Op maandag 2 april 2012 zullen de ouders in de Amsterdamse Zedenzaak hun eisen tot schadevergoeding indienen. Mr. Richard A. Korver die in deze zaak 47 kinderen bijstaat, zal een algemene toelichting geven. Die algemene toelichting die in het openbaar wordt uitgesproken treft u bijgaand aan.
Wat opvalt is dat, op een andere dan normale wijze immateriële schade wordt gevorderd. Omdat de kinderen zo jong zijn is moeilijk te beoordelen of er sprake is van psychische schade bij de kinderen en/of andere immateriële schade.

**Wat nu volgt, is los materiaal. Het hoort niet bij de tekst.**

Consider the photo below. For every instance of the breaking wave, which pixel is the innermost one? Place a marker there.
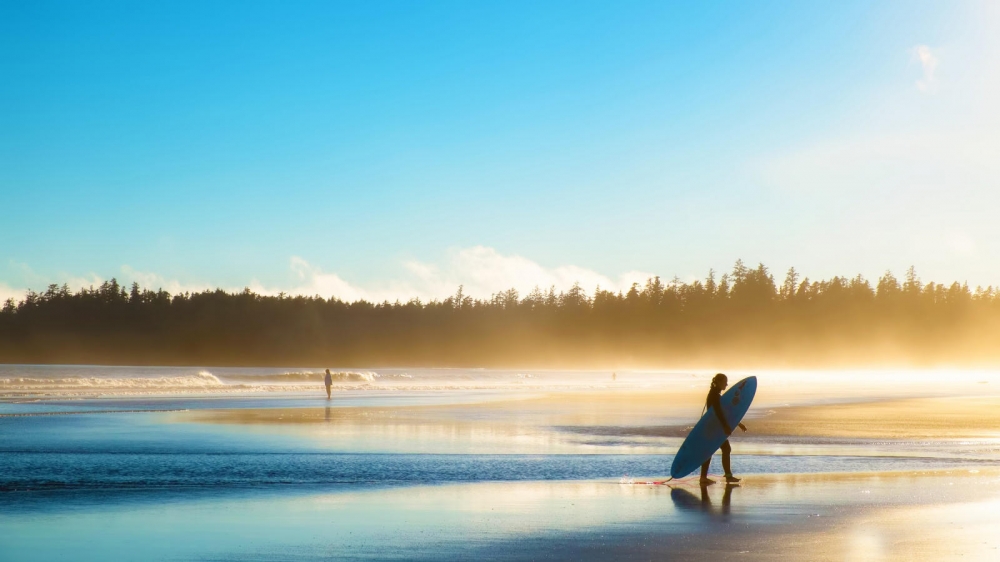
(203, 379)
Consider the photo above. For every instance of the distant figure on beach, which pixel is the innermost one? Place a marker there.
(714, 401)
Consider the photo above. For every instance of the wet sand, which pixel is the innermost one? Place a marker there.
(858, 473)
(889, 516)
(918, 418)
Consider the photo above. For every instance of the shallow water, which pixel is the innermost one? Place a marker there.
(446, 464)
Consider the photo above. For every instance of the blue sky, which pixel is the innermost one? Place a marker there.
(379, 150)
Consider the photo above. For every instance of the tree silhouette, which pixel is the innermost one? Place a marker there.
(741, 319)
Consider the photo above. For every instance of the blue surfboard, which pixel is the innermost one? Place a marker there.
(707, 435)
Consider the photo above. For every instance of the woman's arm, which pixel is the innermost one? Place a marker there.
(716, 405)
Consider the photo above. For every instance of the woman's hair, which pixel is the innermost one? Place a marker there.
(717, 381)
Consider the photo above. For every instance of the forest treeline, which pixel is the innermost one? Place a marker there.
(743, 318)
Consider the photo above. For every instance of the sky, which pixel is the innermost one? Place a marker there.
(390, 150)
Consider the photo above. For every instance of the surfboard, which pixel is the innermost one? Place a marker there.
(707, 435)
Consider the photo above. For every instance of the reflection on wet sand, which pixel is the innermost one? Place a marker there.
(684, 500)
(904, 516)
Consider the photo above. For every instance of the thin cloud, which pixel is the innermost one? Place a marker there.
(929, 62)
(480, 270)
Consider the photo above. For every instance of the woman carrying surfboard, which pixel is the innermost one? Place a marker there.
(714, 401)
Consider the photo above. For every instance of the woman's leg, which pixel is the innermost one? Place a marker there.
(726, 449)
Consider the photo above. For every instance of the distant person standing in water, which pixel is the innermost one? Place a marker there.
(714, 401)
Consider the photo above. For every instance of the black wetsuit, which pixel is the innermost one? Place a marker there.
(714, 401)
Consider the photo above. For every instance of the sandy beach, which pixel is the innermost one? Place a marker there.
(555, 472)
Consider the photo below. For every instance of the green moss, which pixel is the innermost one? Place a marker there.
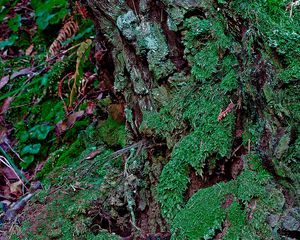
(112, 132)
(229, 202)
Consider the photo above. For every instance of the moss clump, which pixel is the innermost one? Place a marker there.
(242, 205)
(208, 141)
(111, 132)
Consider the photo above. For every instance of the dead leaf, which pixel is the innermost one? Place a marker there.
(21, 72)
(16, 188)
(93, 154)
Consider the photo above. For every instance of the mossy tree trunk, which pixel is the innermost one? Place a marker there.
(209, 90)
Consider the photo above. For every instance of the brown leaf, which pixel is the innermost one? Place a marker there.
(93, 154)
(21, 72)
(9, 174)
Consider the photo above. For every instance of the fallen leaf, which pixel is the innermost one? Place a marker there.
(93, 154)
(9, 174)
(21, 72)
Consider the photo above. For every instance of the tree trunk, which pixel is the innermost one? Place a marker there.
(210, 97)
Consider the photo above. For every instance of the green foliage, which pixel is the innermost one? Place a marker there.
(40, 132)
(229, 203)
(111, 132)
(209, 139)
(14, 23)
(49, 11)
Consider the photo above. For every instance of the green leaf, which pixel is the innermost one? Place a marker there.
(23, 136)
(31, 149)
(27, 161)
(14, 23)
(40, 132)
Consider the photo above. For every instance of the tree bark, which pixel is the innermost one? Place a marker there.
(159, 50)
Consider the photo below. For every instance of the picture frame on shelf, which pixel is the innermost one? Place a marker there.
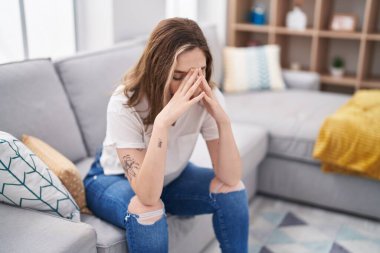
(343, 22)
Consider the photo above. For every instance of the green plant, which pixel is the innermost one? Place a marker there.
(338, 62)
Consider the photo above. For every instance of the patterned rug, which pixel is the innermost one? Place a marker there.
(290, 232)
(278, 226)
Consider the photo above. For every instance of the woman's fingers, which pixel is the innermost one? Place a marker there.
(197, 98)
(186, 85)
(206, 87)
(193, 88)
(184, 81)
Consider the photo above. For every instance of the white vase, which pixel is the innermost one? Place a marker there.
(337, 72)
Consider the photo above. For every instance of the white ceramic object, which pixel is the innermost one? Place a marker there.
(296, 19)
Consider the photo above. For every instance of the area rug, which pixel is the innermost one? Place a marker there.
(280, 227)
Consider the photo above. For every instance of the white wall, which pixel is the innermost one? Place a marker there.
(103, 23)
(136, 18)
(94, 24)
(215, 12)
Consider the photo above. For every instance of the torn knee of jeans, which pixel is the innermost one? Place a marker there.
(223, 188)
(147, 218)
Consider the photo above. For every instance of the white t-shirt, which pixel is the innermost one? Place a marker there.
(125, 129)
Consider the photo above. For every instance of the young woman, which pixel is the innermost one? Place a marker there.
(154, 118)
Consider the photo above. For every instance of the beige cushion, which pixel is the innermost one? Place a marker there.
(65, 170)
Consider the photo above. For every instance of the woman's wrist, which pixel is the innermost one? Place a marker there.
(161, 123)
(224, 121)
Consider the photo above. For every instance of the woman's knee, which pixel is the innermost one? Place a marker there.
(146, 214)
(217, 186)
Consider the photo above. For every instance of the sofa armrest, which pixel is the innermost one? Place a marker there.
(304, 80)
(25, 230)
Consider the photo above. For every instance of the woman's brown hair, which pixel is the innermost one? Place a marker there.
(152, 74)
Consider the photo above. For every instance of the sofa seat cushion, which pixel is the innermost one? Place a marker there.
(33, 102)
(292, 117)
(24, 230)
(84, 166)
(89, 80)
(251, 141)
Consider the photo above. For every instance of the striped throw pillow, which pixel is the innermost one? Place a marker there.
(252, 68)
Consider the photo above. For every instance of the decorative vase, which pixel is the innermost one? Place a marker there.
(337, 72)
(258, 16)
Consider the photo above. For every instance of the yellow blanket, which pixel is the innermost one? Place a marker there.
(349, 140)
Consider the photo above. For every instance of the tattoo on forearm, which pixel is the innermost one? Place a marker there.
(159, 143)
(130, 166)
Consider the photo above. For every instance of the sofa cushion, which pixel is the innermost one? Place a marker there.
(292, 117)
(251, 141)
(89, 80)
(32, 231)
(84, 166)
(27, 182)
(62, 167)
(32, 101)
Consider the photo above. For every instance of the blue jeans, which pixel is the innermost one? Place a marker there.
(108, 197)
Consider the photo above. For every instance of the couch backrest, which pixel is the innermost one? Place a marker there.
(89, 80)
(33, 102)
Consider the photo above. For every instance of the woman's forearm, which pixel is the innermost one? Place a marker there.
(230, 166)
(150, 179)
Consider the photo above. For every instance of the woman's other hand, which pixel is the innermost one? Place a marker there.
(182, 99)
(212, 105)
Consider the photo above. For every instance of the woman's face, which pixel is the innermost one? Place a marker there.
(185, 62)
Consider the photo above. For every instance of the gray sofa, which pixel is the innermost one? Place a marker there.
(64, 103)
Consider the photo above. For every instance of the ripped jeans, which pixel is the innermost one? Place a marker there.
(108, 197)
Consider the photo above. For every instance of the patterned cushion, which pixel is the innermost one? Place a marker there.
(25, 181)
(252, 68)
(66, 171)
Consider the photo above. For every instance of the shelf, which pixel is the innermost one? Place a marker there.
(294, 49)
(347, 80)
(316, 47)
(246, 27)
(332, 7)
(373, 36)
(340, 35)
(287, 31)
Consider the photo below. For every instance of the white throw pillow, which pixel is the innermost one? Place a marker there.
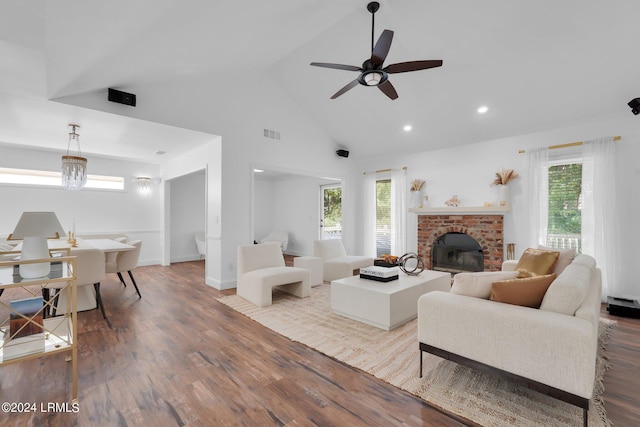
(479, 284)
(567, 292)
(564, 259)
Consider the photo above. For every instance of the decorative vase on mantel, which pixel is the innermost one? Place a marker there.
(415, 198)
(503, 195)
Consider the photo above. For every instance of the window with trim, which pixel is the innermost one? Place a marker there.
(54, 179)
(383, 217)
(565, 204)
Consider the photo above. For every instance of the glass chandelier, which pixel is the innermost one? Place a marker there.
(74, 168)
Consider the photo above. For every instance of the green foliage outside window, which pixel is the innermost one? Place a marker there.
(565, 184)
(383, 204)
(332, 206)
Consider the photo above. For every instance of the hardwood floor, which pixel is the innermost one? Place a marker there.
(178, 357)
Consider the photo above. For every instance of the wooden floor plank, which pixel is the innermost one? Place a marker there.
(178, 357)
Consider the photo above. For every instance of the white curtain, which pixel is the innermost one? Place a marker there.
(538, 190)
(369, 220)
(599, 211)
(398, 212)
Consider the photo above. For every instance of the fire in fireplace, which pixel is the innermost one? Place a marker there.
(457, 252)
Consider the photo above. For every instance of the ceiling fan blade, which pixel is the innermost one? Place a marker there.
(346, 88)
(388, 89)
(403, 67)
(381, 49)
(336, 66)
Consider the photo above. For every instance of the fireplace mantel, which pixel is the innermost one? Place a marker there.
(463, 210)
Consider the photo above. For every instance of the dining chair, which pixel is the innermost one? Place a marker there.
(90, 271)
(126, 261)
(112, 257)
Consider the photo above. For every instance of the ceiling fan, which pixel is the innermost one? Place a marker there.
(371, 72)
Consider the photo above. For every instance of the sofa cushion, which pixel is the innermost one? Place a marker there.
(527, 292)
(479, 284)
(567, 292)
(537, 262)
(564, 259)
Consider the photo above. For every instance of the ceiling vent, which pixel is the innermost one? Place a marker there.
(272, 134)
(122, 97)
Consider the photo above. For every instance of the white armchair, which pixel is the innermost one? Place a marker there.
(261, 268)
(336, 263)
(279, 236)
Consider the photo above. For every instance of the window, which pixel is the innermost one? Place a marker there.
(331, 212)
(54, 179)
(383, 217)
(565, 205)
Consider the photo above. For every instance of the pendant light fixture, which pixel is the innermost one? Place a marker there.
(74, 167)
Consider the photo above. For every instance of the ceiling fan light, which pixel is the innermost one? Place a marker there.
(373, 79)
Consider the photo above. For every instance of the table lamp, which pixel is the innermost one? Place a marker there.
(34, 228)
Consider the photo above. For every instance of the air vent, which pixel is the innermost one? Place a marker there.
(271, 134)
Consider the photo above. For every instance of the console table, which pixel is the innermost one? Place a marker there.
(30, 334)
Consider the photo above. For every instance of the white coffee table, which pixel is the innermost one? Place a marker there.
(385, 305)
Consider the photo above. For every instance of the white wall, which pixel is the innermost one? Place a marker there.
(263, 218)
(468, 171)
(259, 105)
(293, 205)
(94, 211)
(188, 207)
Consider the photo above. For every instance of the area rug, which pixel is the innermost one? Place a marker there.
(393, 357)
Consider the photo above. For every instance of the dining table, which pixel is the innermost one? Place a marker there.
(86, 297)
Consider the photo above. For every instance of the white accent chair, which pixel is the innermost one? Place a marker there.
(261, 268)
(336, 263)
(126, 261)
(279, 236)
(200, 244)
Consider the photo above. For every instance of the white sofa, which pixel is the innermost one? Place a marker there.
(336, 263)
(552, 349)
(261, 268)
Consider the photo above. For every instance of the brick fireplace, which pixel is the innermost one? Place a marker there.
(486, 229)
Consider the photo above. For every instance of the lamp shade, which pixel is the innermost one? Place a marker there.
(37, 224)
(34, 228)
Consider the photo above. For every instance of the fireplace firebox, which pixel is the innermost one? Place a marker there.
(456, 252)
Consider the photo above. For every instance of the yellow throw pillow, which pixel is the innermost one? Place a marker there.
(536, 262)
(527, 292)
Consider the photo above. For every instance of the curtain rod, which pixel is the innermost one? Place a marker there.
(570, 144)
(404, 168)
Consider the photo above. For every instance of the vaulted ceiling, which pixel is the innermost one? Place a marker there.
(536, 65)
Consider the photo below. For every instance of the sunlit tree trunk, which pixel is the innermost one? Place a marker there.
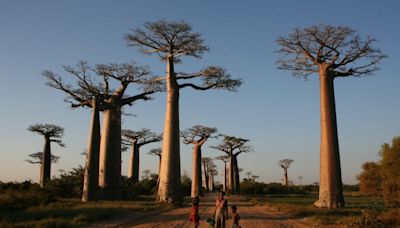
(110, 155)
(133, 171)
(285, 178)
(231, 187)
(224, 178)
(331, 189)
(196, 170)
(91, 178)
(45, 169)
(236, 179)
(205, 170)
(211, 182)
(170, 175)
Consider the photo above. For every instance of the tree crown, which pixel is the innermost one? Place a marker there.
(53, 132)
(155, 151)
(167, 39)
(197, 134)
(285, 163)
(38, 158)
(337, 48)
(142, 137)
(233, 146)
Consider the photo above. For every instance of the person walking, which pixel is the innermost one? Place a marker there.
(194, 213)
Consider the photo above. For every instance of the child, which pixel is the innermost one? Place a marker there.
(194, 214)
(235, 218)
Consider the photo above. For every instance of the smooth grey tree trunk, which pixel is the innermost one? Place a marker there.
(170, 175)
(133, 171)
(285, 178)
(331, 188)
(236, 179)
(91, 178)
(211, 178)
(206, 181)
(110, 155)
(231, 187)
(45, 169)
(224, 178)
(196, 171)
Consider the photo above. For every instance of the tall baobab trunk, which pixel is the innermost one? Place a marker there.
(330, 190)
(45, 168)
(211, 182)
(170, 175)
(196, 171)
(110, 155)
(285, 178)
(206, 180)
(224, 178)
(231, 187)
(133, 171)
(236, 177)
(91, 178)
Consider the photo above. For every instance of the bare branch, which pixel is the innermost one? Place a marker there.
(339, 49)
(197, 134)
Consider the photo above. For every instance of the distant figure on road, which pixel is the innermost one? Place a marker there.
(235, 217)
(221, 210)
(194, 213)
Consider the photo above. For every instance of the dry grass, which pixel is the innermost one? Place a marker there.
(71, 212)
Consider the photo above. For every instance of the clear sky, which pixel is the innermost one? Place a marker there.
(276, 111)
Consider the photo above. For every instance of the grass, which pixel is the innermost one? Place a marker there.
(360, 211)
(72, 212)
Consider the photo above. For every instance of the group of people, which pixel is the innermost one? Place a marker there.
(220, 213)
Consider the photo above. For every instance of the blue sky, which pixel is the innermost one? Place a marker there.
(276, 111)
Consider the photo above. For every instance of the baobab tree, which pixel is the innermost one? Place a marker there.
(224, 159)
(207, 163)
(212, 172)
(146, 174)
(51, 133)
(197, 135)
(156, 152)
(38, 158)
(233, 147)
(172, 41)
(137, 139)
(254, 177)
(110, 144)
(248, 174)
(86, 93)
(100, 97)
(300, 180)
(332, 52)
(285, 164)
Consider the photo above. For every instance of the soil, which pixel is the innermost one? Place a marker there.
(251, 215)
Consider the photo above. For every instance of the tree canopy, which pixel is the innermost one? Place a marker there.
(338, 48)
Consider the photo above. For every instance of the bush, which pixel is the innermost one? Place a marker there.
(257, 188)
(132, 190)
(68, 185)
(17, 196)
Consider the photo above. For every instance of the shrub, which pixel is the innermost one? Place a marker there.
(68, 185)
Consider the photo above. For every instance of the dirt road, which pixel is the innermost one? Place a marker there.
(252, 216)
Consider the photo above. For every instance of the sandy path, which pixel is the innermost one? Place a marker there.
(251, 216)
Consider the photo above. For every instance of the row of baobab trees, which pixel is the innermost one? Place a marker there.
(197, 135)
(330, 51)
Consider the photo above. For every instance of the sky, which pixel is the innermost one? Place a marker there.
(277, 112)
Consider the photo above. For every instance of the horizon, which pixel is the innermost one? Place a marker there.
(277, 112)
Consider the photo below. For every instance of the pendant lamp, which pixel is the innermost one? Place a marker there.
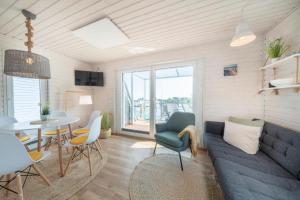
(243, 34)
(25, 63)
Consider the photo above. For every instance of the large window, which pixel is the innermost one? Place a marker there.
(24, 98)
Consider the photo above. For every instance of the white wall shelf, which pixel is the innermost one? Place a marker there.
(279, 62)
(297, 87)
(273, 66)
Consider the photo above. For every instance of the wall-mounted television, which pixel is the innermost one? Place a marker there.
(89, 78)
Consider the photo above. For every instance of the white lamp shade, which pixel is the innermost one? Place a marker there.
(243, 35)
(85, 100)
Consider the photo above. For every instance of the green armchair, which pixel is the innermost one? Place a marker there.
(167, 133)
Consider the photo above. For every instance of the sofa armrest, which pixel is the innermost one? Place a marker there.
(216, 128)
(160, 127)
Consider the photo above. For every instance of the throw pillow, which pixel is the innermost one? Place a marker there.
(248, 122)
(242, 136)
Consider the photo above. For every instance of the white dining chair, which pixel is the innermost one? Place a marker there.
(85, 142)
(86, 129)
(51, 132)
(15, 160)
(24, 137)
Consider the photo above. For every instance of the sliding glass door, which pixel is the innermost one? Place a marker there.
(136, 101)
(173, 91)
(153, 95)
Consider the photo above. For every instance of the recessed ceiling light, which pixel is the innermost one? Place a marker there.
(102, 34)
(140, 50)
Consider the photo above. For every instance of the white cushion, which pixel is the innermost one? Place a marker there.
(243, 137)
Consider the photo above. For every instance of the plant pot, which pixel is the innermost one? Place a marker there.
(274, 60)
(44, 117)
(105, 133)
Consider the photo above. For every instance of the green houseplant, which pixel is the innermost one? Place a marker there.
(45, 112)
(106, 126)
(275, 49)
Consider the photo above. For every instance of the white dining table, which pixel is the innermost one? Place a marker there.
(56, 123)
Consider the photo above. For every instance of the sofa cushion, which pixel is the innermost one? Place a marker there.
(179, 120)
(283, 146)
(218, 148)
(242, 136)
(169, 137)
(239, 182)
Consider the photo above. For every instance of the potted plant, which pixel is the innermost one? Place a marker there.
(45, 112)
(106, 126)
(275, 49)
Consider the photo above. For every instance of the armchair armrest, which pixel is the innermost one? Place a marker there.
(216, 128)
(160, 127)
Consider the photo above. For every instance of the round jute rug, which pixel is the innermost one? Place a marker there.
(61, 187)
(160, 178)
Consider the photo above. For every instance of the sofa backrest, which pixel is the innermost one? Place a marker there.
(179, 120)
(283, 146)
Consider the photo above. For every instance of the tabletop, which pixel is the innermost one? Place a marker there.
(22, 126)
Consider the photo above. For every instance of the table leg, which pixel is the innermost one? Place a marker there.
(39, 139)
(60, 153)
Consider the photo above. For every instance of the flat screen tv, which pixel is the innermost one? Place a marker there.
(89, 78)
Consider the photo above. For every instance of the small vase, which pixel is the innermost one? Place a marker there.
(44, 117)
(273, 60)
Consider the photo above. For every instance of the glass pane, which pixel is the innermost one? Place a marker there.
(174, 92)
(26, 94)
(136, 101)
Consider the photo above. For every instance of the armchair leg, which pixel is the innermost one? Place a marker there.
(155, 148)
(180, 161)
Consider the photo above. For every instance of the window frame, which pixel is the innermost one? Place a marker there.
(9, 94)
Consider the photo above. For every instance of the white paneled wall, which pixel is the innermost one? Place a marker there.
(222, 97)
(284, 109)
(62, 79)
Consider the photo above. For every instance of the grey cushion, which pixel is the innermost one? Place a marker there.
(179, 120)
(283, 146)
(239, 182)
(169, 137)
(218, 148)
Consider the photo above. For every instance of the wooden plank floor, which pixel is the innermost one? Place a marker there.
(124, 154)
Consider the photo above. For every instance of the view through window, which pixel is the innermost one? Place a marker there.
(173, 92)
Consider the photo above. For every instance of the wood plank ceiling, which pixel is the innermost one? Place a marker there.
(158, 24)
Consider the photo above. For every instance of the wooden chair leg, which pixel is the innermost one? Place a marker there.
(155, 148)
(48, 143)
(98, 149)
(8, 177)
(42, 175)
(81, 150)
(65, 138)
(89, 158)
(99, 144)
(73, 153)
(180, 161)
(19, 186)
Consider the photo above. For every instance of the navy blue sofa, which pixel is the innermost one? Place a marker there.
(272, 173)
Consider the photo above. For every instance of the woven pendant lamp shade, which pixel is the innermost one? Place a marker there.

Dat is wel hoe normaal gesproken een vordering tot schadevergoeding word gemotiveerd. Veelal met een onderbouwing van bijvoorbeeld rapportages van psychiaters over specifieke klachten van dat desbetreffende slachtoffer.
Nu dat in deze zaak vrijwel niet mogelijk is, heeft mr. Korver aansluiting gezocht bij Rechtspraak van het Europese Hof voor de Rechten van de Mens, die oordeelt dat bij schending van een mensenrecht per definitie een recht op immateriële schadevergoeding ontstaat.
In deze zaak kan worden gesproken van de volgende drie schendingen van mensenrechten:
Lichamelijke integriteit/ zelfbeschikkingsrecht
Family life (ongestoord gezinsleven)
Privacy (dit in verband met de gemaakte kinderpornografische beelden)
Voor ieder mensenrecht dat geschonden is claimen de slachtoffers € 8.000,00. Dit geldt ook voor de cliënten van andere advocaten en Slachtoffer Hulp Nederland in deze zaak. Alle partijen hebben dus besloten volgens dezelfde systematiek immateriële schade te vorderen.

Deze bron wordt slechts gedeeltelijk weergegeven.